Each evening, as twin brothers James and Timothy Keny burned the midnight oil at the Ohio State University Libraries in 1978, they’d ruminate about the careers they’d chosen, and whether they were indeed the right ones.
James, a law student, bored by talk of torts, was “becoming sort of terrified” at the thought of his future profession. Meanwhile, Timothy, well on his way to earning an M.B.A., wasn’t sure where the degree would lead.
As doubt deepened, one indisputable fact remained certain: The brothers were passionate about art.
Today, a visit to Keny Galleries in Columbus’ German Village confirms the fact that the 51-year-old brothers eventually chose the right vocation. For the past 28 years, the former 1850s cottage, which is visited by more than a thousand art aficionados and novice collectors a year, has also allowed the Kenys to showcase a renowned palette of artists, ranging from John Singer Sargent to Mary Cassatt, lovingly complemented by such appealing amenities as a roaring fireplace; backyard gardens filled with roses, hollyhocks and phlox; and a 5,000-volume library brimming with art-history books.
Clearly, they followed their hearts. “We were very interested in art,” says James, who received his bachelor’s degree in art history and economics from Harvard. (Timothy earned his bachelor’s degree in history and art history at New York’s Colgate University). “But we just never thought about it in terms of a career.”
Until, that is, those nights in the library, when the seeds of an idea began to germinate.
The Kenys loved their hometown of Columbus, especially German Village, with its eclectic assortment of cafes and boutiques that lend a bohemian aspect to the area.
“I had lived in Boston’s Beacon Hill for a year, and spent four years in Cambridge,” James says. “I really fell in love with those neighborhoods, so when I came back to Columbus to go to Ohio State, I knew that this really was the neighborhood I wanted to live in.”
Before making the commitment, the duo traveled to Oklahoma City, Little Rock, Memphis, Nashville and several other metropolitan areas similar to Columbus to check out the art scene. They quickly realized Ohio’s capital city was underdeveloped in terms of the number of galleries it contained.
So, the brothers decided to help change that and open a gallery of their own.

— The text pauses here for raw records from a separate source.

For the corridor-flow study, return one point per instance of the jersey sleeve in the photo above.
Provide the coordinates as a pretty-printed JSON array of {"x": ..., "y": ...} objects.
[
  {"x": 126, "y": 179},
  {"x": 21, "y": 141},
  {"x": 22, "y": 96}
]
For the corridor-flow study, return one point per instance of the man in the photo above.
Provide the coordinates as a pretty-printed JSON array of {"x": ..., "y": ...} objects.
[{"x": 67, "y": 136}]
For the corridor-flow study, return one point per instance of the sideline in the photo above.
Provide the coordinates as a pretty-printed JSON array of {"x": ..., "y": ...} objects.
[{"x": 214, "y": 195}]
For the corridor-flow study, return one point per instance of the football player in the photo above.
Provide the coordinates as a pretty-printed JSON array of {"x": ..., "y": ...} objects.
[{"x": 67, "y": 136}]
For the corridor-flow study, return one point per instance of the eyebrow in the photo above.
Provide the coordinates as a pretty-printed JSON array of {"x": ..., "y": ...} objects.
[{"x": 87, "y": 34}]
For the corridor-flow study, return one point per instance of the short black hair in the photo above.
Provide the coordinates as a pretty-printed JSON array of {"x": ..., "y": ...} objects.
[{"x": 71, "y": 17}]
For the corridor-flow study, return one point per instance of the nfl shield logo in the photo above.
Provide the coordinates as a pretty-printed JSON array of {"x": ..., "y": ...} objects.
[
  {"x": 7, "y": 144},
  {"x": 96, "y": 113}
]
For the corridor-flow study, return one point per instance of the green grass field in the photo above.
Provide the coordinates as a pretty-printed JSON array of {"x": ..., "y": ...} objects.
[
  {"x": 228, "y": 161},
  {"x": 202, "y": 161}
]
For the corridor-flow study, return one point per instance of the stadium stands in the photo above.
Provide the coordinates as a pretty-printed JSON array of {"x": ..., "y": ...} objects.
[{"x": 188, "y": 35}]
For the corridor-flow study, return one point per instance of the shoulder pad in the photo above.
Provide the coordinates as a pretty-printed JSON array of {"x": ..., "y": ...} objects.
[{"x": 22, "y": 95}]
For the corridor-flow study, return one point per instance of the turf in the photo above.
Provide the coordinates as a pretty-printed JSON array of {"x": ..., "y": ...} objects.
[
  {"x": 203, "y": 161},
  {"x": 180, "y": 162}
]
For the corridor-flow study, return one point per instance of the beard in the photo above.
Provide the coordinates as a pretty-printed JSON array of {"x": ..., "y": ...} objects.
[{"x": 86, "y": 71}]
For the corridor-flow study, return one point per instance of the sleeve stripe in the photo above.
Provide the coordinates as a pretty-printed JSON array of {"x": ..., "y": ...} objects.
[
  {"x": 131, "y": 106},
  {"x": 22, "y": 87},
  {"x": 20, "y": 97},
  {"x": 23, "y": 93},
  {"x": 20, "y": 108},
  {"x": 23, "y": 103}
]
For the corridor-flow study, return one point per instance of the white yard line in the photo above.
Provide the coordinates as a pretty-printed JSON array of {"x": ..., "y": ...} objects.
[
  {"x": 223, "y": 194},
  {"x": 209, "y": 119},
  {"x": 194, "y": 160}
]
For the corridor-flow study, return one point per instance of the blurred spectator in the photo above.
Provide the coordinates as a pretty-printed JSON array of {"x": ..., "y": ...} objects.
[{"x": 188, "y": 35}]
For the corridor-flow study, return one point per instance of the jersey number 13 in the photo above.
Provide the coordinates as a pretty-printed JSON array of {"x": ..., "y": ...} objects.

“We figured the worst that could happen would be that we would have bought this beautiful building in German Village and have purchased fine art that would ultimately be an asset,” says James. “But we also knew that the upside would be really exciting.”
Their hunch paid off.
The pair decided to pattern their business after The Phillips Collection, exhibited in an 1897 Georgian Revival home in Washington, D.C.’s Dupont Circle neighborhood, and the stately Isabella Stewart Gardner Museum on Boston’s Beacon Street, with its exquisite gardens and intimate interior.
“We wanted to steer clear of the whole New York ‘white box’ environment,” says Timothy, “where you have the phenomenon of going into these kind of austere spaces that are a bit foreboding, forbidding and intimating.” (That said, the Kenys’ expertise goes beyond central Ohio. James has organized exhibits on Ohio impressionism and post-impressionism and Andrew Wyeth at Youngstown’s Butler Institute of American Art, and Timothy helped the National Gallery of Art acquire “The Street,” a felt-tip-pen drawing by renowned artist Romare Bearden.)
The duo love their work environment, which has the accessibility and accoutrements of a beautiful home.
“When people look at the art we have here, they can essentially imagine how it could look in their own house,” says James.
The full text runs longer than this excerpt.